Front. Immunol., 03 March 2022
Sec. Multiple Sclerosis and Neuroimmunology
This article is part of the Research Topic Preventing Multiple Sclerosis View all 12 articles

Smoking Attributable Risk in Multiple Sclerosis

  • 1Centre for Molecular Medicine, Karolinska Institutet, Stockholm, Sweden
  • 2Department of Neurology, Cooper Neurological Institute, Camden, NJ, United States
  • 3Section of Clinical Neurology, Academic Division of Mental Health and Clinical Neuroscience, University of Nottingham, Nottingham, United Kingdom

Tobacco smoke is an important modifiable environmental risk factor for multiple sclerosis (MS) risk. The population attributable fraction (AF) of MS due to smoking can be used to assess the contribution of smoking to the risk of MS development. We conducted a matched case-control study, including individuals with MS and population-based controls. Overall, sex- and genetic risk score-stratified AF due to smoking were calculated by fitting logistic regression models. We included 9,419 individuals with MS and 9,419 population-based matched controls. At the time of MS onset 44.1% of persons with MS and 35.9% of controls ever regularly smoked of which 38.1% and 29.2% were still smoking. The overall AF was 13.1% (95%CI: 10.7 to 15.4). The AF was 10.6% (95%CI: 7.4 to 13.7) in females and 19.1% (95%CI: 13.1 to 25.1) in males. The AF was 0.6% (95%CI: 0.0 to 2) in ex-smokers. In those having human leucocyte antigen (HLA) and non-HLA risk scores above the median levels of controls, the AF was 11.4% (95%CI: 6.8 to 15.9) and 12% (95%CI: 7.7 to 16.3), respectively. The AF was 17.6% (95%CI: 10.2 to 24.9) and 18.6% (95%CI: 5.5 to 31.6) in those with HLA and non-HLA risk scores below the median levels in controls, respectively. We noticed a decline in AF in recent birth cohorts. This study indicates that at least 13% of cases of MS could be prevented through the avoidance of tobacco smoking. Considering the prevalence of MS, this represents a very large group of people in absolute number.

Introduction

Multiple sclerosis (MS) is the result of a complex interplay between genetic and environmental risk factors. Prevention of MS is becoming a reasonable aspiration, but it depends on the extent risk factors can be modified or mitigated. Cigarette smoking remains the most important single cause of preventable mortality and morbidity in the world. Exposure to cigarette smoke is also an important modifiable environmental risk factor for MS development and its clinical course (14), with epidemiological studies reporting a 50% higher risk of MS development in ever-smokers compared to never-smokers. (5)

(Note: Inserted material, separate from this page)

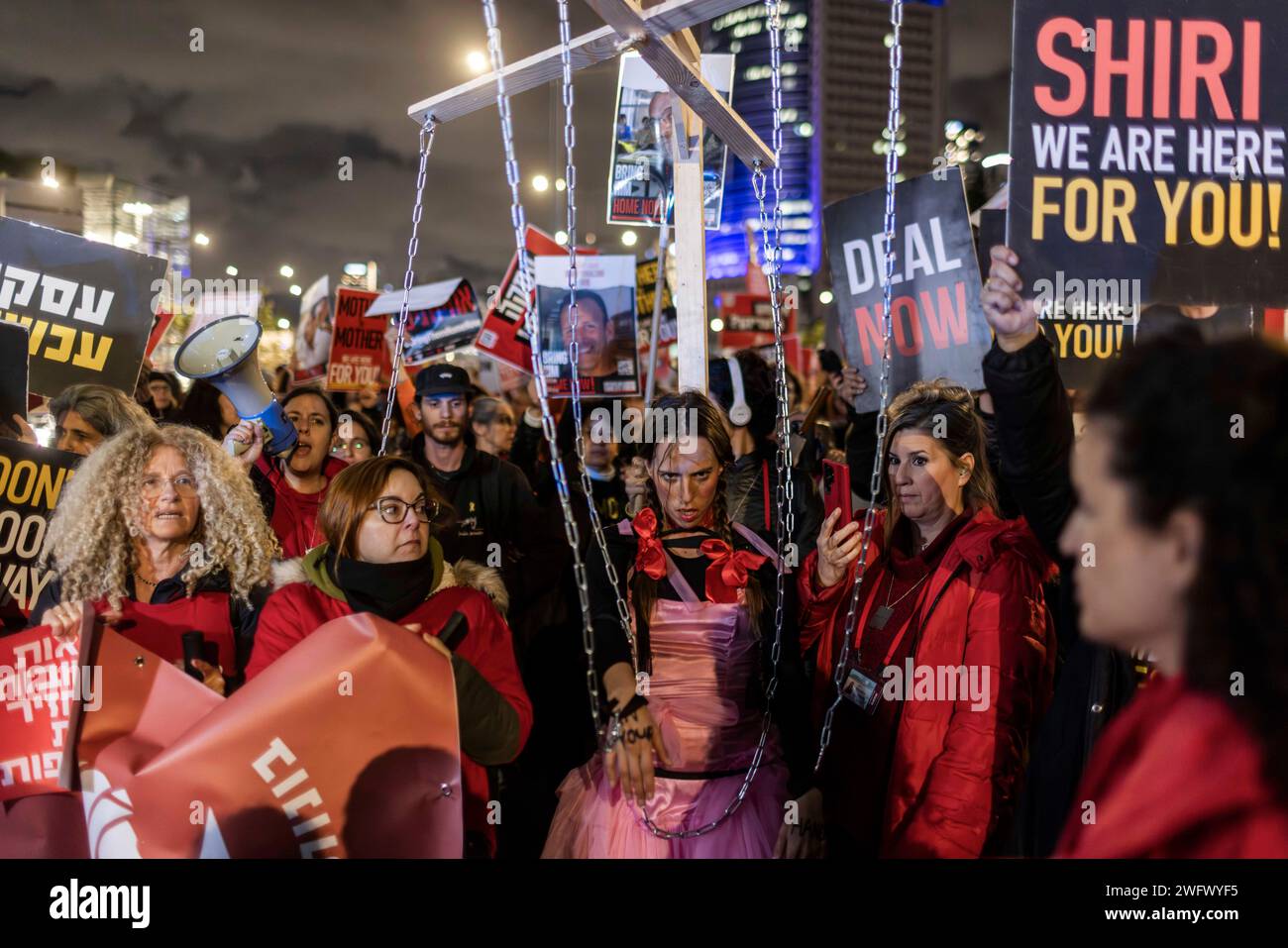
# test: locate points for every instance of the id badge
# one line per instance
(862, 690)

The population attributable fraction (AF) of disease due to exposure, or the proportion of the disease in a population attributable to smoking, can be used to assess the contribution of smoking to the risk of disease development. Estimating the AF could be a strong incentive to prevent disease by measuring the population burden associated with a given exposure. For example, the AF for smoking in people with lung cancer is 85% (6), indicating that a substantial number of lung cancers would not have occurred and relatively less lives would be lost if people did not smoke.

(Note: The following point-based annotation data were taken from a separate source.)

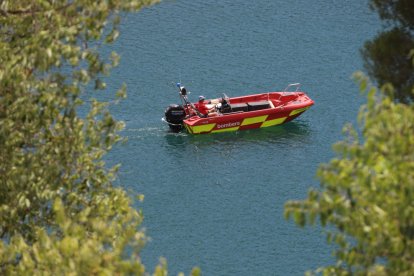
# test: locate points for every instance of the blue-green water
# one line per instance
(216, 201)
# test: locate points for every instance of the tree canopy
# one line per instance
(388, 56)
(366, 199)
(367, 192)
(59, 210)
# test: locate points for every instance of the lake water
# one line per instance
(217, 201)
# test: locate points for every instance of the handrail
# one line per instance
(290, 85)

For smoking-associated diseases such as MS, the smoking AF increases with a higher prevalence of smoking in the population. Estimating the AF of MS due to smoking would determine the proportion of MS that could be avoided if people did not smoke. In this study, we estimated the AF due to smoking of MS in the Swedish population.

Method

Data Source

Our study population included individuals with MS and population-based controls participating in two large Swedish cohorts, the Epidemiological Investigation of Multiple Sclerosis (EIMS) and the Genes and Environment in Multiple Sclerosis (GEMS). (7) In the EIMS study, individuals with newly diagnosed MS (fulfilling the McDonald criteria), aged between 16 and 70 years, were identified at neurology clinics throughout Sweden and invited to participate in the study by completing a questionnaire and donating a blood sample. (8) The GEMS study includes prevalent cases of MS fulfilling the McDonald criteria who were identified from the Swedish National MS registry. (9) There were no overlap of cases between EIMS and GEMS. Controls were randomly selected from the national population register matched for age (equivalent of age at the diagnosis in cases), gender, and residential area at the time of the disease diagnosis. In both studies, information on exposure to tobacco smoking was obtained by asking about current and previous smoking habits. We defined “smokers” as those who have ever smoked cigarettes regularly before MS onset or the equivalent age in controls.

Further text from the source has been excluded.